We also need a way to examine the state of the flow as it goes from beginning to end. Starting in the middle (or as close as we can get), we’ll inspect for the error. Depending on whether the error is present, we’ll either look forward or backwards along the direction of flow. Each time, we’ll split the remaining “unknown” part of the chain in half. As we iterate, each inspection halves the remaining possibilities for the location of the error. As you’ll see, on average this technique confers a huge advantage over inspecting every chain link one-by-one.

But enough of my yakking! My description of half-splitting is likely not enough to understand how it works in practice, so let’s look at an example. Let’s consider an automated assembly line which decorates teddy bears. An unfinished teddy bear enters the line and, at various stations along the way, is decorated and dressed:

Teddy Bear Assembly Line
Diagram: an assembly line that decorates teddy bears.
(image: © Jason Maxham)

Today, something has gone terribly wrong: the unfinished bears go in one end, and out comes a pile of junk on the other!
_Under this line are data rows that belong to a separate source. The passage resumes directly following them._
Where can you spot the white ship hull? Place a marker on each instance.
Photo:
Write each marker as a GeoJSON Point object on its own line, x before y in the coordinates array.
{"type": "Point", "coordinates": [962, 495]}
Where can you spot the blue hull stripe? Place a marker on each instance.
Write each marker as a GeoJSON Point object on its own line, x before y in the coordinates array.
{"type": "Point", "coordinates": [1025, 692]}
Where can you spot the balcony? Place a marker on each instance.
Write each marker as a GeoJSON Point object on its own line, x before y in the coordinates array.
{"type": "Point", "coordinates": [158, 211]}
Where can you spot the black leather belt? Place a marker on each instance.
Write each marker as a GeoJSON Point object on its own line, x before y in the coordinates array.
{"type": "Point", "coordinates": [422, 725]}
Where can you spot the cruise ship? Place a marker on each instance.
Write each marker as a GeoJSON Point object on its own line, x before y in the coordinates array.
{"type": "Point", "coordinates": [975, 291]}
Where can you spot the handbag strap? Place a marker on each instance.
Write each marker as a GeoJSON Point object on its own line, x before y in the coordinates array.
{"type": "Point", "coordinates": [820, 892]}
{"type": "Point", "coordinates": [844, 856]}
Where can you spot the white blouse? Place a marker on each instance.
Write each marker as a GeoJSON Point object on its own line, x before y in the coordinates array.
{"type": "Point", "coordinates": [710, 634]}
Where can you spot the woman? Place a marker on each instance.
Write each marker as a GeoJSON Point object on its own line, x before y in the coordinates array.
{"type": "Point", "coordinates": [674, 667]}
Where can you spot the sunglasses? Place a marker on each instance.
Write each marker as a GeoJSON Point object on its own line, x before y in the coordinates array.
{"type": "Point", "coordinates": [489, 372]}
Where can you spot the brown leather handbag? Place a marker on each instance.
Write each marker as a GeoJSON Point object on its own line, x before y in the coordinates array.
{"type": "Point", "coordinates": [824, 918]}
Teddy Bear Assembly Line - malfunction
Diagram: the assembly line malfunctions, destroying each bear that enters, ejecting a pile of debris on the other side.
(image: © Jason Maxham)

Clearly, something is severely malfunctioning and destroying our teddy bears. But where is the problem? There are a lot of stations to check on the assembly line: 45 in all. We need the teddy bear assembly line up and running ASAP—after all, fake fur is money. To add to our difficulties, the assembly line is completely covered and therefore we can’t see what’s going on inside. There are access hatches above each station, but going through the line and checking all of them one-by-one is going to take a long time. Instead, we’ll use the half-splitting technique to speed up the process, find the cause, and get the line rolling again.

First off, we want to divide the assembly line into 2 equal parts. There are 45 stations, so the middle station is #23 (there are 22 stations on either side of #23). We open the hatch over station #23 and take a look:

Teddy Bear Assembly Line - malfunction - finding the middle
Diagram: half-splitting the problem means we start our investigation in the middle. What’s happening at station #23?
(image: © Jason Maxham)

At station #23, the teddy bears are fine. The assembly line flows from station #1 to station #45. By verifying the correct operation of station #23, we know the problem lies further downstream. Think about what we just did: in one fell swoop, we eliminated stations #1-23 as the cause of our bear tragedy. That’s a very efficient use of our time!

Now, we know that the problem lies somewhere within stations #24-45. So, let’s half-split again: the middle station between #24-45 is #35. Inspecting #35, we find good bears once again. Hooray again for our potent efforts: another 12 stations (#24-#35) were eliminated in a single action! We’re on a roll, so we’ll continue splitting and inspecting until we find the cause. This table shows our progress as we narrow in on the cause:

IterationLower BoundUpper Bound# of Remaining PossibilitiesMiddleMiddle StatusNext Split
11454523OK
224452235OK
336451041FAULT
43640538FAULT
53637237FAULT
63636136OK 

A summary of what we did: after our initial two splits, we knew the problem was between #36-45 (the lower and upper bounds listed for iteration #3). We examined the middle station (#41), and found a mangled pile of bear parts! Whenever you find a failure, you know that the problem must lie at that station or before, and therefore the next split you make will be backwards. So, that’s what we did in iteration #4: we split backwards and examined #38 (which also turned out to be a failing station). This leaves only 2 stations (#36 and #37), and we look at both of them because we want to verify the transition point from working to failed. Station #37 has a pile of things that used to be a teddy bear, while station #36 is fine. We’ve found a working station followed by a failing station, and that means we’ve found the culprit: station #37 must be the one wreaking havoc!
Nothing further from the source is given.